I’m sure the pups would really appreciate it and you might just spur a few on to making the transition. I’m envious myself but don’t have the means right now to do it. Aside from the investment in the system itself, it would also require the removal of a row over waAay overgrown hemlocks. (I do love the hemlock but these guys are 50 years old and have outlived their usefulness as a screen between.) properties.
I have been mulling just that over. As for cost We used http://www.Solarcity.com and they have a lease program where there is nothing down and based on the size of the system you start paying the lease when the system has passed all inspections and is online! Solar City has been great, the installers , management and people on the phone have been warm and very friendly. They all go out of their way to make sure you are happy and are getting what you are paying for. We don’t owe PG&E anything in fact we have almost a $1,000.00 credit with them and pay them nothing including all the natural gas we use!! I couldn’t give a better recommendation for any product/service I have ever purchased. You can see our results here.

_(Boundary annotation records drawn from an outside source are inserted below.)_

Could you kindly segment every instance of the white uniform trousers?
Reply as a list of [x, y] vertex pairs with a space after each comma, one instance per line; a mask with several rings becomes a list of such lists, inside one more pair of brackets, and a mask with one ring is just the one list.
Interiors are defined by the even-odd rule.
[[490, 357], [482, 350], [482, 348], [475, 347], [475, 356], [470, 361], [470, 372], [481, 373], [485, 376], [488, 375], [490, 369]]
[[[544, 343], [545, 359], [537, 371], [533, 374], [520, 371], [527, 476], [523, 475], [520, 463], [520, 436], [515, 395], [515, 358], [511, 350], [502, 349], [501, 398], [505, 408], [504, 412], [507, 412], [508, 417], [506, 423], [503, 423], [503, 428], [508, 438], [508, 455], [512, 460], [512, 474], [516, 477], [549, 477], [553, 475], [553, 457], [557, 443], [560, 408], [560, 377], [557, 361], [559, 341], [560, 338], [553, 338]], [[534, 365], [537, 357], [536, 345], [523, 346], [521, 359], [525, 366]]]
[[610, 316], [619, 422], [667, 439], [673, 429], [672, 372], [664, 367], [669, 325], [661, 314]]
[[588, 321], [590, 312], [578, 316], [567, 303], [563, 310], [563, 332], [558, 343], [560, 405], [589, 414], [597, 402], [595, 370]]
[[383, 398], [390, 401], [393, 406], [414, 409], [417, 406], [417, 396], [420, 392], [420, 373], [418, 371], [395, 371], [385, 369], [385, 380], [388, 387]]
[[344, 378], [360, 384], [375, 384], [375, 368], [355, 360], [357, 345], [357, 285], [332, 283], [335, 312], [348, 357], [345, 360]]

As you can see we generate almost 60KWH per day!!
You are so correct about the transfer of revenues from commercial property owners to new buyers of residential houses. In fact, I’ve heard of leases up to 7 layers deep, written so that a mini-mall or executive park doesn’t change legal owners, and thereby increase taxes. Very few commercial properties have changed hands since Prop 13 passed, though they have been transferred via long-term leases many times. Although sold as a benefit for grandma, Prop 13 instead benefited the multi-millionaire owners of commercial properties throughout the state. Who could have seen that coming?